Memristors could unlock world of AI

HOUGHTON – Memristors should someday be exponentially more powerful than microchips, said Michigan Tech engineering Professor Yun Hang Hu, who has developed what appears be the most successful memristor to date. Not only that, they won’t be particularly expensive to make.

Eventually he expects to see them in all sorts of computing devices, right down to phones. That will require differently programmed non-binary computers, though, to take advantage of all that memory, so he expects the first applications to take place at the most complex end of computing, simulating things like quantum mechanics that have a huge number of variables.

Memristors could also be the key to the first successful artificial intelligence, he said.

“They could make computer thinking maybe simulate the human brain,” Hu said. “The human brain creates new knowledge. Computers can’t create new knowledge. If you can simulate the human brain, you can create knowledge.”

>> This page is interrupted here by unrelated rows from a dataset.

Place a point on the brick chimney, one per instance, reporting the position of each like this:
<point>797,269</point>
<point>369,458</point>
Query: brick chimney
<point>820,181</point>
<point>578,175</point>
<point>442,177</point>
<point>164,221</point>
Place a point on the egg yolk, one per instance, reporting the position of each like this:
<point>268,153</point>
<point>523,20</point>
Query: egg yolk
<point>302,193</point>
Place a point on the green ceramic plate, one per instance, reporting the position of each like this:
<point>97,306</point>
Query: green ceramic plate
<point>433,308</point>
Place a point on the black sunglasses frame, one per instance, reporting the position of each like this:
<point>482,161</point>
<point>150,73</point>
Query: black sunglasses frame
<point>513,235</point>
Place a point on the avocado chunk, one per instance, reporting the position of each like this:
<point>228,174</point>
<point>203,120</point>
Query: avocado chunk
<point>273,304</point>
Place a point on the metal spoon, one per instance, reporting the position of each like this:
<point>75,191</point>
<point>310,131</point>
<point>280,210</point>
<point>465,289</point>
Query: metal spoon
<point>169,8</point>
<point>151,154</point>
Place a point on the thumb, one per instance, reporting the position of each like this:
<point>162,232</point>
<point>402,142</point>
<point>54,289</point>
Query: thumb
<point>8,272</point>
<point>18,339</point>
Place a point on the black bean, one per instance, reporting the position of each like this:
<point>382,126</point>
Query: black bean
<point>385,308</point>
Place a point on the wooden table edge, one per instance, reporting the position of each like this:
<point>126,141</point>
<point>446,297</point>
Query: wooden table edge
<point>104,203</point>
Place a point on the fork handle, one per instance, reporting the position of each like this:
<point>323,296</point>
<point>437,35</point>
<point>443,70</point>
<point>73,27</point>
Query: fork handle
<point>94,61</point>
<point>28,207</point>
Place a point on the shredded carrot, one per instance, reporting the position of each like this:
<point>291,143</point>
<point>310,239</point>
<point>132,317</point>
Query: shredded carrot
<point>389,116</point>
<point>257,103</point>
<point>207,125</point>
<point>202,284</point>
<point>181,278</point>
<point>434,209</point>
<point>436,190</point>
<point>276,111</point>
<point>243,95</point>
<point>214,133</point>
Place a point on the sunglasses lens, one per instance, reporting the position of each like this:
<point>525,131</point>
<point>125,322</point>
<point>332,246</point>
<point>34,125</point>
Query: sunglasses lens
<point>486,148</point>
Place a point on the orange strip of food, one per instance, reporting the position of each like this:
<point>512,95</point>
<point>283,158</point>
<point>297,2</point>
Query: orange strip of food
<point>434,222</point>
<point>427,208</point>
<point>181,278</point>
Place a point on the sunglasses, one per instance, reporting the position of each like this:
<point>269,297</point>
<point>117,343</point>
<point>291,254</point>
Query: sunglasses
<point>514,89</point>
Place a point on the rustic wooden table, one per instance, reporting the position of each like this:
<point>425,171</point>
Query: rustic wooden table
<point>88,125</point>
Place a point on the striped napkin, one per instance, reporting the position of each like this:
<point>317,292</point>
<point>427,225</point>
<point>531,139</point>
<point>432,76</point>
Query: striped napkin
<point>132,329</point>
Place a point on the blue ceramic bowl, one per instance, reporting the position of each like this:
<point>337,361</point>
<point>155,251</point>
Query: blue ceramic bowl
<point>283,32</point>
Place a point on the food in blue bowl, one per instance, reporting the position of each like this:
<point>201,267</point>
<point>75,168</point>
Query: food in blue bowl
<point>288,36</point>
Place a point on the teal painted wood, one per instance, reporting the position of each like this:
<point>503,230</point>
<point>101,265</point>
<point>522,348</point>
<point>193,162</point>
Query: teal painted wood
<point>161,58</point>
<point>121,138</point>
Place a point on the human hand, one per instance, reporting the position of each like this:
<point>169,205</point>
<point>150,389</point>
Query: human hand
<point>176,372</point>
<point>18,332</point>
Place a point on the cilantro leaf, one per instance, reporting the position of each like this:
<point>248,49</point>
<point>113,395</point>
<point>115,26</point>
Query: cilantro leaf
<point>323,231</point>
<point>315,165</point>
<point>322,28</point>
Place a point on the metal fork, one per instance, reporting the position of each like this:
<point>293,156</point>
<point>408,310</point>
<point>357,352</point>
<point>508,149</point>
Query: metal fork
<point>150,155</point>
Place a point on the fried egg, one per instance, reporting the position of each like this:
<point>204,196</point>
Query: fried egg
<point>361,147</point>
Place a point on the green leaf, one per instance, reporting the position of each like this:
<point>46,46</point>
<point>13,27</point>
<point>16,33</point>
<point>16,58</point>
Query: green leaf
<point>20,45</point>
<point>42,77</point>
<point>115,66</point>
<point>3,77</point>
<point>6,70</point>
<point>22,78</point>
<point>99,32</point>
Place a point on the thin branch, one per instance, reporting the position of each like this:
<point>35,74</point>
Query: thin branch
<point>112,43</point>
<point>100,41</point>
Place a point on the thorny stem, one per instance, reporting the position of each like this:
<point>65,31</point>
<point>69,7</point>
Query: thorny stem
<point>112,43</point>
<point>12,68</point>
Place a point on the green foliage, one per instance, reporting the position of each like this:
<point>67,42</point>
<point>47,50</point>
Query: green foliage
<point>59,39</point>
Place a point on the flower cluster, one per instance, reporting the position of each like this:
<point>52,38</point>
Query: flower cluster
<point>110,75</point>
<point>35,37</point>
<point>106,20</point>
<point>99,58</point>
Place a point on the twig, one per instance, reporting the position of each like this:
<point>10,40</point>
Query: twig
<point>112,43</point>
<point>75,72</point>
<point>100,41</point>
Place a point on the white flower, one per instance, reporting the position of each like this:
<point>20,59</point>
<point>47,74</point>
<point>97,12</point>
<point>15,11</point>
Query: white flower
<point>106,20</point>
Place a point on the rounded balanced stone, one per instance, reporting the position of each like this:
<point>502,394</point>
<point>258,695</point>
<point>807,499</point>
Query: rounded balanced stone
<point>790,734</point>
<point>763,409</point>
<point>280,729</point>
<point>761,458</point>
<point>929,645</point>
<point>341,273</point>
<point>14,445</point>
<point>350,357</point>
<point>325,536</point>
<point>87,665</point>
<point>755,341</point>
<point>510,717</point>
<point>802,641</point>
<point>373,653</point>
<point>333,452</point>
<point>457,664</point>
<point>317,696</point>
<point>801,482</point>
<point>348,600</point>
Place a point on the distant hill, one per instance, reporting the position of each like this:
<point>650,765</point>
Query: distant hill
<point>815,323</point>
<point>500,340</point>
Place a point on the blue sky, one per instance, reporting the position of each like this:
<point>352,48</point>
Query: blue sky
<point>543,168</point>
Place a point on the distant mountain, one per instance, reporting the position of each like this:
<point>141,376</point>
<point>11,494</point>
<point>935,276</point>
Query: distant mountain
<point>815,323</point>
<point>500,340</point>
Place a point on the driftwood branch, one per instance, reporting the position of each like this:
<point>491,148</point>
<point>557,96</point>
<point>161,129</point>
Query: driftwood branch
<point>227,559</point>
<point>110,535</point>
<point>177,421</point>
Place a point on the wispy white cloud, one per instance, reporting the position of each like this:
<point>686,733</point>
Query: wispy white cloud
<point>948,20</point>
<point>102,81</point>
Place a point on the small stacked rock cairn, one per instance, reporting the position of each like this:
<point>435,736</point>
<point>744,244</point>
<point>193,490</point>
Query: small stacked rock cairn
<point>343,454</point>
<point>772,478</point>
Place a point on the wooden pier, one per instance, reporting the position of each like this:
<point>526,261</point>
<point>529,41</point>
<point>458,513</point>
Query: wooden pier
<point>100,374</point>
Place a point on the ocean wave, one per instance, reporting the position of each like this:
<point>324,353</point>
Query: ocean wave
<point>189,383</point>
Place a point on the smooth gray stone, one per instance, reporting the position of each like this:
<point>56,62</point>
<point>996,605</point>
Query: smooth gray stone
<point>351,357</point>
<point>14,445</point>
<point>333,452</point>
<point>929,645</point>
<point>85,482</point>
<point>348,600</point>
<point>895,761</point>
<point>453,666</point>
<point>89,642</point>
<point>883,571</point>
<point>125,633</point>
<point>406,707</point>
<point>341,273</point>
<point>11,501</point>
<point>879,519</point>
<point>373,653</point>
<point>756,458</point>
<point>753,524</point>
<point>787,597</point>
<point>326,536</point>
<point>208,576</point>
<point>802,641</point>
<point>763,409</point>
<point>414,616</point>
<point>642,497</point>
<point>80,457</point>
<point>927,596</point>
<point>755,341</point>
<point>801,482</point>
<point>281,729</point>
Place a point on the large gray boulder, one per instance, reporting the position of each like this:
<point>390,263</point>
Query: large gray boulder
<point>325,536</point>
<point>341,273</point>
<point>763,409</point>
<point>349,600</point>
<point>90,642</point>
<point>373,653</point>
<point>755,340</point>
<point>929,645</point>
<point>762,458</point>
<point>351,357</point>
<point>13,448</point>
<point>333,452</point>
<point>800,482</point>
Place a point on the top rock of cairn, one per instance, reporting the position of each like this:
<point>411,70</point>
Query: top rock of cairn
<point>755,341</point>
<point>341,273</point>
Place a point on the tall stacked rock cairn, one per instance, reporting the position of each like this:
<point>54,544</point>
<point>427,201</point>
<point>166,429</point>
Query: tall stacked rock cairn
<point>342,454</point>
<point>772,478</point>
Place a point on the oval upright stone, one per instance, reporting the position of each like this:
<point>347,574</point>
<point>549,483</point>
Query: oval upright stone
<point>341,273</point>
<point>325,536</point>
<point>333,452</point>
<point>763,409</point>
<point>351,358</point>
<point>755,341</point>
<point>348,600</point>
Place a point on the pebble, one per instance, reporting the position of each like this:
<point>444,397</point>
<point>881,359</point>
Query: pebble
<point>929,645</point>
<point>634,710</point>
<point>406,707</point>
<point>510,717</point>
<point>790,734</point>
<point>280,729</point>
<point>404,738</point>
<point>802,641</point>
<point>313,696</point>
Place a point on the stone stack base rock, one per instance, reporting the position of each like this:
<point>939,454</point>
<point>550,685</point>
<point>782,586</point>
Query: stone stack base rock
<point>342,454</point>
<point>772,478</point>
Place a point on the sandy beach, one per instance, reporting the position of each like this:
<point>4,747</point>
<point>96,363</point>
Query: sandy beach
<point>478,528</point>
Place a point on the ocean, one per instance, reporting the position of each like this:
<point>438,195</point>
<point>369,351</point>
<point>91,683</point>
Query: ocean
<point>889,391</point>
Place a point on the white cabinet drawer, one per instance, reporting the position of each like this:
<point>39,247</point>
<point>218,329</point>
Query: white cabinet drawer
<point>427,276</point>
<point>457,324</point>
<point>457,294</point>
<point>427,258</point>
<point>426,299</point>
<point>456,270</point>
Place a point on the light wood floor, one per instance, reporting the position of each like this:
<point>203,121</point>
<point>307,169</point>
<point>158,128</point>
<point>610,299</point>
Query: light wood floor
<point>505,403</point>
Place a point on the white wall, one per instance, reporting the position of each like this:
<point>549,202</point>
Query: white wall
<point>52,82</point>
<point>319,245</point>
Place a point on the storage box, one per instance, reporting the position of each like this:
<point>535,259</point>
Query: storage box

This could eventually lead to medical applications, actually helping a brain-damaged person think, he said. Or, a computer could be tasked with problems that require both human-like creativity and vast stores of data to solve.

But just like in science fiction films – think “I, Robot” or “Terminator” – there are also risks to artificial intelligence and computers that can think for themselves, possibly beyond human control.

“If it’s driving a car, or running a life-support system, it’s a concern,” Hu acknowledged. “You should have a way to control the computer, a physical off switch.”